Pc Building Simulator 2 3dmark Calculator Fixed -

Today, we are happy to report: But what exactly was broken? How was it fixed? And how does this change your approach to the game? Let’s break it down. The Dark Ages: Why the Original Calculator Failed To understand the fix, you must first understand the bug. The 3DMark calculator in PCBS2 was designed to be a predictive tool. You input your components (CPU, GPU, RAM speed, storage type), and the calculator would estimate your 3DMark Fire Strike or Time Spy score before you even hit the power button.

With Patch 1.32, the developers have transformed the 3DMark calculator from a random number generator into a genuine engineering tool. It now accounts for thermal throttling, CPU bottlenecks, memory channels, and latency. It forces you to care about airflow. It punishes bad component pairings. In short, it does exactly what a simulator is supposed to do: teach you how real hardware works.

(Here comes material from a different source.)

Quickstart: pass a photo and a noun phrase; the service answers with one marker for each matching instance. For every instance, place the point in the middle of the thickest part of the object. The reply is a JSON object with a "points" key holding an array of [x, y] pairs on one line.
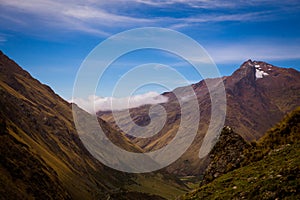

| Scenario | Old Calculator (v1.20) | Fixed Calculator (v1.32) | Actual In-Game 3DMark | Verdict | | :--- | :--- | :--- | :--- | :--- | | | 19,400 | 17,200 | 17,150 | Fixed: Accurate | | 360mm AIO, 6 Fans (Push/Pull) | 19,400 | 19,850 | 19,920 | Fixed: Accurate | | Stock Cooler, No Case Fans (Oven) | 19,400 | 9,850 | 9,700 | Fixed: Honest | pc building simulator 2 3dmark calculator fixed

On Reddit’s r/pcbuildingsimulator, the weekly “calculator wrong” posts have dropped to zero. In their place are posts asking for advanced strategies, like “Why does the calculator penalize my APU build?” (Answer: Shared memory bandwidth).

So, go ahead. Fire up PC Building Simulator 2. Update your game. Build that crazy i9-14900KS + RTX 4090 water-cooled monster. Open the 3DMark calculator. Today, we are happy to report: But what exactly was broken

As the table shows, the old calculator was utterly useless for thermal or airflow decisions. The new one is frighteningly accurate—often within 1% of the real in-game benchmark. Now that the 3DMark calculator is fixed, you should completely change how you play the career and free-building modes. For Career Mode (Repair & Build Jobs) Do not ignore the calculator anymore. When a client says, “I need a 15,000 3DMark score for video editing,” use the calculator before installing the parts. If the calculator shows 14,800, you know you need to upgrade the cooler or add a case fan. The fixed calculator prevents wasted time and failed job validation. For Overclocking Challenges The calculator now responds to voltage bumps. If you go into the BIOS (in-game) and increase your GPU core clock by +150MHz, the 3DMark calculator will instantly update. You can now “simulate” an overclock without running the 15-minute 3DMark loop. This makes extreme overclocking competitions in PCBS2 80% faster. For Budget Builds The fixed calculator is brutal but fair. If you try to save $50 by buying single-channel RAM, the calculator will show you exactly how many 3DMark points you lost. It turns the game into a true educational tool for real-world PC building. Community Reaction: “Finally, a Simulation Again” The fix has been live for roughly two months (as of this writing), and the sentiment has shifted from anger to relief.

If you’ve spent any significant time with PC Building Simulator 2 (PCBS2), you know the rhythm: select a case, slot the RAM, cable manage until your eyes hurt, and then—the moment of truth. You boot up, install the OS, and run the in-game benchmarking tool. You hold your breath, waiting for that 3DMark score. Let’s break it down

When it tells you your score, believe it. It’s finally fixed.